Deux autres défis majeurs de notre temps sont constitués par le terrorisme et la criminalité transfrontalière. J’y ferai face avec courage et détermination en comptant sur la coopération sous régionale et le soutien de la coopération internationale. Dès lors, nos forces de défense nationale ainsi que les services de renseignement devront être désormais engagés en appui aux forces de sécurité publique pour assurer la protection des populations de nos villes et campagnes.
Mesdames, Messieurs,
Je prends le ferme engagement devant le peuple béninois et devant le monde ici représenté, que sous mon mandat, la gouvernance au sommet de l’état, aura constamment à cœur de rechercher et d’identifier où qu’elles se trouvent les compétences nécessaires dont notre pays a besoin pour apporter le plus efficacement possible, les réponses nécessaires aux besoins de développement et de bien-être de nos populations des villes et des campagnes. C’est la sélection par le mérite et l’observance des valeurs qui font la qualité d’une gouvernance. Cette sélection est d‘autant plus efficace si elle se fonde sur l’égalité réelle des chances lors des concours de recrutement, lors des appels d’offre public, lors de la reconnaissance et la récompense de la qualité du travail accompli. À présent, que je l’engage pour notre pays, pour un nouveau départ, ensemble nous vaincrons la fatalité, j’y crois fermement, nous avons tout pour réussir.
Vive la République,
Vive le Bénin,
Je vous remercie.
Quelques réactions au discours
Éric Houndété : (Député)
«Vous savez que j’ai longtemps combattu le rôle de l’argent dans les élections. J’ai entendu le président prendre des engagements très forts par rapport au rôle de l’argent dans les élections. Donc vous imaginez bien que je l’attends sur ce chantier. C’est un chantier que nous devons tous aborder parce que nous ne pouvons pas dénaturer l’engagement des béninois par rapport aux élections. Et donc Je lui souhaite bonne chance. Nous serons ensemble dans ce combat. Bien évidemment je continuerai à jouer mon rôle de veilleur… je continuerai à jouer mon rôle de combattant pour la liberté et pour l’épanouissement des béninois».

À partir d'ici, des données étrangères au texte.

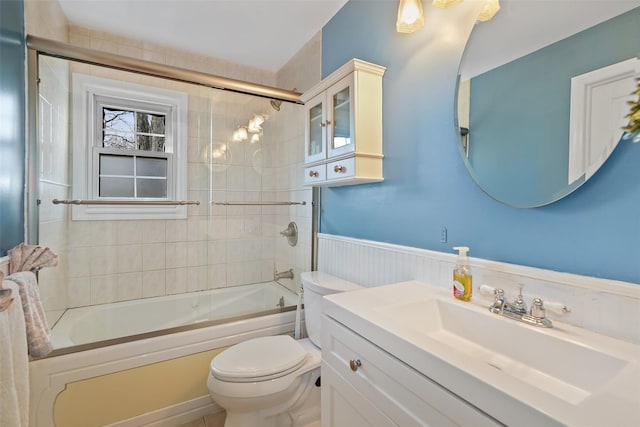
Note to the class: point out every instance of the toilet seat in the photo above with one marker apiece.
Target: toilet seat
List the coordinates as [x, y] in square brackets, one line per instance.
[259, 359]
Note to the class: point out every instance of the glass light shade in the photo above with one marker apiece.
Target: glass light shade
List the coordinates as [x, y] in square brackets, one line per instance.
[443, 4]
[410, 16]
[242, 133]
[491, 7]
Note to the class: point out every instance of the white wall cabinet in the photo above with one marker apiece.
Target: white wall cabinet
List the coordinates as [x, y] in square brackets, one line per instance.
[364, 385]
[343, 130]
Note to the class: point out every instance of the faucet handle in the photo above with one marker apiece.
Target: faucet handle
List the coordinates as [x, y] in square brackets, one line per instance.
[519, 302]
[537, 309]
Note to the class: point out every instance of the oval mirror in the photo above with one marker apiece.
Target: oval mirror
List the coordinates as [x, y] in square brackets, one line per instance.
[525, 138]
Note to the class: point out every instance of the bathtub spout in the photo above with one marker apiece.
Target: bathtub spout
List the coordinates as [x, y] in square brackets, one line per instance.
[283, 274]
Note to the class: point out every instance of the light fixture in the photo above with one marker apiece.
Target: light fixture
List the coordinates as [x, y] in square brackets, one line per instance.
[410, 16]
[240, 134]
[443, 4]
[491, 7]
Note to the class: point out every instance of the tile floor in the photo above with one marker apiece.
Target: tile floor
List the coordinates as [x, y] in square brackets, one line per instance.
[217, 420]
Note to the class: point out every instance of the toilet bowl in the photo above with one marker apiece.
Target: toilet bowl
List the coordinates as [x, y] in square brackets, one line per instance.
[275, 381]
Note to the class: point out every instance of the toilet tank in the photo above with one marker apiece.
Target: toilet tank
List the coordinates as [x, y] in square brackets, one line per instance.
[316, 285]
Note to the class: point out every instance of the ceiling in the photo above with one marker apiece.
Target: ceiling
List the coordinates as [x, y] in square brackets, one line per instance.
[259, 33]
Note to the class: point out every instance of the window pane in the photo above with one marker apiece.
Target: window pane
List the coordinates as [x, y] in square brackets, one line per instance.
[152, 187]
[116, 165]
[122, 140]
[149, 166]
[116, 187]
[150, 123]
[151, 143]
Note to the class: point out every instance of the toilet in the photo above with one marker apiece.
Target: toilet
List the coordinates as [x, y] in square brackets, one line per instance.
[275, 381]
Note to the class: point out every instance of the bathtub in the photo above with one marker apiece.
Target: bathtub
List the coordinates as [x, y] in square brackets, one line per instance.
[240, 313]
[106, 322]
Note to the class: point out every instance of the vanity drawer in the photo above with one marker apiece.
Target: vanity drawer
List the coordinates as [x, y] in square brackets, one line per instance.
[402, 394]
[341, 169]
[314, 174]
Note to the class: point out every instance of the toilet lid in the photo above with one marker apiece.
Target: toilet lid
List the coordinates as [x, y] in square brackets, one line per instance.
[259, 359]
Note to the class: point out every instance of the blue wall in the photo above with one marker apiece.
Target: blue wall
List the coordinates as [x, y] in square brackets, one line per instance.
[12, 134]
[594, 231]
[536, 114]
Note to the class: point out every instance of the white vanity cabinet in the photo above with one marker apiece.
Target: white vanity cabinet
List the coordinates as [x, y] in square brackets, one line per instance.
[343, 130]
[363, 385]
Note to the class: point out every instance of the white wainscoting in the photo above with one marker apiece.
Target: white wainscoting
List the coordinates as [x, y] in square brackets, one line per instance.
[608, 307]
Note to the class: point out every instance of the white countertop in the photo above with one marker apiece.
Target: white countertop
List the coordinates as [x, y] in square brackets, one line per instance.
[611, 402]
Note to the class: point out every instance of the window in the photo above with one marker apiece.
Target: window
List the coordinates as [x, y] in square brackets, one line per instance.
[129, 144]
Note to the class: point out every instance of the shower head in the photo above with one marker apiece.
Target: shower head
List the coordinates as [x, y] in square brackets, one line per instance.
[275, 104]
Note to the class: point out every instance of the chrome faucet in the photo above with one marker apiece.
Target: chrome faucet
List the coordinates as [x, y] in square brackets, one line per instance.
[518, 310]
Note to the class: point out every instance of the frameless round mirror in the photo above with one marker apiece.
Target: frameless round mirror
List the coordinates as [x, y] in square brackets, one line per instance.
[526, 140]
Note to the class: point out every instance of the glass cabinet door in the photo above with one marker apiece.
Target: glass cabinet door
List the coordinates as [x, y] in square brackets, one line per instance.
[340, 98]
[316, 130]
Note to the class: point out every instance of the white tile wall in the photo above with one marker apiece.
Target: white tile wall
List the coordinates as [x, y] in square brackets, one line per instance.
[605, 306]
[216, 246]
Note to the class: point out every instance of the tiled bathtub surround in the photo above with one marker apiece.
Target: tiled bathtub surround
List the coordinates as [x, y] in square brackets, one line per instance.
[605, 306]
[215, 246]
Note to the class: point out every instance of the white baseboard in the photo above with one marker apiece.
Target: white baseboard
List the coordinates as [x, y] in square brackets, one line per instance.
[174, 415]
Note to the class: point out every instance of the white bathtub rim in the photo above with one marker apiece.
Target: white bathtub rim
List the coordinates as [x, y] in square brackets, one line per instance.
[64, 329]
[49, 377]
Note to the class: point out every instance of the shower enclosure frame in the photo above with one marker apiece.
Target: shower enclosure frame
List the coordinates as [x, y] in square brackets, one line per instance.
[37, 46]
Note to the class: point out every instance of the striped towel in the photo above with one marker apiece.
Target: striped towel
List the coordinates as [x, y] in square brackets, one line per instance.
[38, 334]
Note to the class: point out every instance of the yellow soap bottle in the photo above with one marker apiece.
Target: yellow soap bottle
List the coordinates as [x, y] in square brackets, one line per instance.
[462, 280]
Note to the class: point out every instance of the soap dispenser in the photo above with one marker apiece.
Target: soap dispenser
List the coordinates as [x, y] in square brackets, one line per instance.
[462, 286]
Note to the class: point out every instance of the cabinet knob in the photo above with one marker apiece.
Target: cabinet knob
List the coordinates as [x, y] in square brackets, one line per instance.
[339, 169]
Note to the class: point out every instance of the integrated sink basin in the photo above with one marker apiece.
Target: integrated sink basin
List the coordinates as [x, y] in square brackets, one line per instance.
[517, 373]
[569, 370]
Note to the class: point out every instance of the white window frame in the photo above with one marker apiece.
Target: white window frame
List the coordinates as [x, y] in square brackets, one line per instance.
[90, 95]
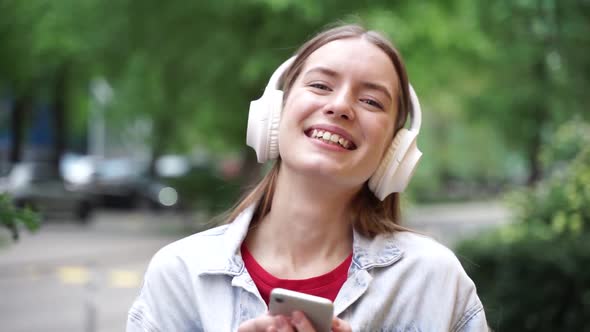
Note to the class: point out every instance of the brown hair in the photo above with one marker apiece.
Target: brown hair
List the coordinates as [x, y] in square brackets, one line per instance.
[373, 216]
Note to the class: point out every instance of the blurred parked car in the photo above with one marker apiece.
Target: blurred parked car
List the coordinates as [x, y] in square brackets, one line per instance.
[126, 183]
[39, 186]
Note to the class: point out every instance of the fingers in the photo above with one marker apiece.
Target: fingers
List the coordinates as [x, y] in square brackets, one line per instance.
[258, 324]
[267, 323]
[338, 325]
[301, 323]
[282, 324]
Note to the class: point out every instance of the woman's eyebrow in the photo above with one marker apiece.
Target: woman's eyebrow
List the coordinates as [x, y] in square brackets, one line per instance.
[322, 70]
[368, 85]
[378, 87]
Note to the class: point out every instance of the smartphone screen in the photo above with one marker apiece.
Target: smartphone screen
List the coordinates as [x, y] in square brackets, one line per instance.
[318, 310]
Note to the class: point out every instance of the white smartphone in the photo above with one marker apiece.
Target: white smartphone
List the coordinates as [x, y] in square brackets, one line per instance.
[318, 310]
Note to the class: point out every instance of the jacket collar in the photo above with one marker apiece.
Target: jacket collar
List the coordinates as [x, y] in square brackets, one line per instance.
[367, 253]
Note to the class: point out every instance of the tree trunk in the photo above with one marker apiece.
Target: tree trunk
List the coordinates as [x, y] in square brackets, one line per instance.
[22, 106]
[60, 113]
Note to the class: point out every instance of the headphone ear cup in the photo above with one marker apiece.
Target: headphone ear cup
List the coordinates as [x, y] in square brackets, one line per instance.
[263, 125]
[397, 166]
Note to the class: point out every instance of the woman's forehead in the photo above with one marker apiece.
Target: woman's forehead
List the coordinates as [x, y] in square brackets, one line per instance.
[353, 56]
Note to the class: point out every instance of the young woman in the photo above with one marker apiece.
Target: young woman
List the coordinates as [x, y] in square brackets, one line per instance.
[325, 219]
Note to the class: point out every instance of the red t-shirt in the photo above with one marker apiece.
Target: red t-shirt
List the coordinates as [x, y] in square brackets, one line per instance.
[327, 285]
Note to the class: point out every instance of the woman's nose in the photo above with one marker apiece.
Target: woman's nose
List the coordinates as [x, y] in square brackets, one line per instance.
[341, 106]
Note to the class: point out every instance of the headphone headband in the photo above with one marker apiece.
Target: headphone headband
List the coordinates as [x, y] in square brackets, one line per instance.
[415, 111]
[396, 167]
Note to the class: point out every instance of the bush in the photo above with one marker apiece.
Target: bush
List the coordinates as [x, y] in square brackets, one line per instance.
[533, 275]
[13, 218]
[532, 284]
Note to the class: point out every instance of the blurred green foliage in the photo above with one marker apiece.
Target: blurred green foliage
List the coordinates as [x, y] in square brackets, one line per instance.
[14, 218]
[495, 78]
[533, 275]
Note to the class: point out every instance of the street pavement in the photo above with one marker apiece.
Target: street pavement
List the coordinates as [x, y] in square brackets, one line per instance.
[74, 278]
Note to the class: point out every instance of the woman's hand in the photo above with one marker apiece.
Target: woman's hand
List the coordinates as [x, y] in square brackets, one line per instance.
[297, 322]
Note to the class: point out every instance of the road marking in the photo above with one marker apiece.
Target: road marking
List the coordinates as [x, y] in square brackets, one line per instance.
[76, 275]
[115, 278]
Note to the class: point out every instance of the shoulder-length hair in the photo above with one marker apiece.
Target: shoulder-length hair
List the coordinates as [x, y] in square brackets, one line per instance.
[373, 216]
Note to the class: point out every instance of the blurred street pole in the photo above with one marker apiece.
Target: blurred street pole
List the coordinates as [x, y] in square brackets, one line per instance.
[101, 94]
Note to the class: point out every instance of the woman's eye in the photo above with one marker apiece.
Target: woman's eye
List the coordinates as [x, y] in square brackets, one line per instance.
[320, 86]
[373, 103]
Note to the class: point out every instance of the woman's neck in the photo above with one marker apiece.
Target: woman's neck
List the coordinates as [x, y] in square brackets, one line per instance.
[308, 230]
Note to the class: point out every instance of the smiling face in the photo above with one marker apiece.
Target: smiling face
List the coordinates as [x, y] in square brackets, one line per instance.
[339, 116]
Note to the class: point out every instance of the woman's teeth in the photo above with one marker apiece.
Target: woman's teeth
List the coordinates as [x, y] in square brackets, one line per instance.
[330, 138]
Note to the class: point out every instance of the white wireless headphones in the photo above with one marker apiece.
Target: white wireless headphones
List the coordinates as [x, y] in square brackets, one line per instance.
[395, 169]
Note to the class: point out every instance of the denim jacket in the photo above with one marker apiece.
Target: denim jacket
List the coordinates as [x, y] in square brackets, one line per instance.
[398, 282]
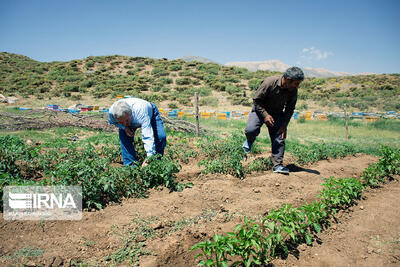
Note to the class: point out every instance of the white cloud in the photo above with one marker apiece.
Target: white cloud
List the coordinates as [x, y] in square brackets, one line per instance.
[313, 53]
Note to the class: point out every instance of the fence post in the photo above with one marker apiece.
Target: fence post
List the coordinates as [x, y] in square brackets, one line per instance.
[347, 122]
[196, 104]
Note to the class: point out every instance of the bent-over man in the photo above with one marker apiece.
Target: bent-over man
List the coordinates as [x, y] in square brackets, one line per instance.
[130, 114]
[274, 104]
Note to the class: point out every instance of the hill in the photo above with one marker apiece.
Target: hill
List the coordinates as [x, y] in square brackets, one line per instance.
[172, 83]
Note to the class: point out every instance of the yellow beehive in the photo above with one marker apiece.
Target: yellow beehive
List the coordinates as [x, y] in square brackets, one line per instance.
[371, 118]
[221, 116]
[307, 115]
[322, 117]
[206, 115]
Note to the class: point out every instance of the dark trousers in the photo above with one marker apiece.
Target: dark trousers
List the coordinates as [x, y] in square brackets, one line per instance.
[253, 128]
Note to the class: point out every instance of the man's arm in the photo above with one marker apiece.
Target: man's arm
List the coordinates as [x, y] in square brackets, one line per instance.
[259, 98]
[112, 120]
[289, 109]
[147, 130]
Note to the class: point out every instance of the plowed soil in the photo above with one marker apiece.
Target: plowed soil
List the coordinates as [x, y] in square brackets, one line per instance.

Nicéphore Soglo (Ancien président de la République)
«Notre pays a montré une fois de plus sa maturité. Démocratie et développement vont de pair et il est absolument indispensable et nous l’avions prouvé à une époque où la situation était terrible. (…) Les gens sont très fiers de ce que nous avons fait. Ce peuple est un peuple mûr, un peuple patient. Et il y a de quoi être fier de ce qu’a fait le peuple. (…) Je suis fier de ce qu’a dit le président, parce que le plus dur commence maintenant. (…) C’est vrai que nous sommes un pilier important de la CEDEAO (…) Il faut que nous soyons dans un ensemble comme les Etats-Unis».
Lionel Zinsou (Premier ministre)
C’est un grand moment de démocratie. C’est un grand moment de sobriété. Le discours du président de la République était remarquable… ».
Komi Koutché (Ministre d’Etat chargé des finances)
Le président de la République a fait de très bonnes déclarations d’intention. Nous sommes là. On va veiller aux grains.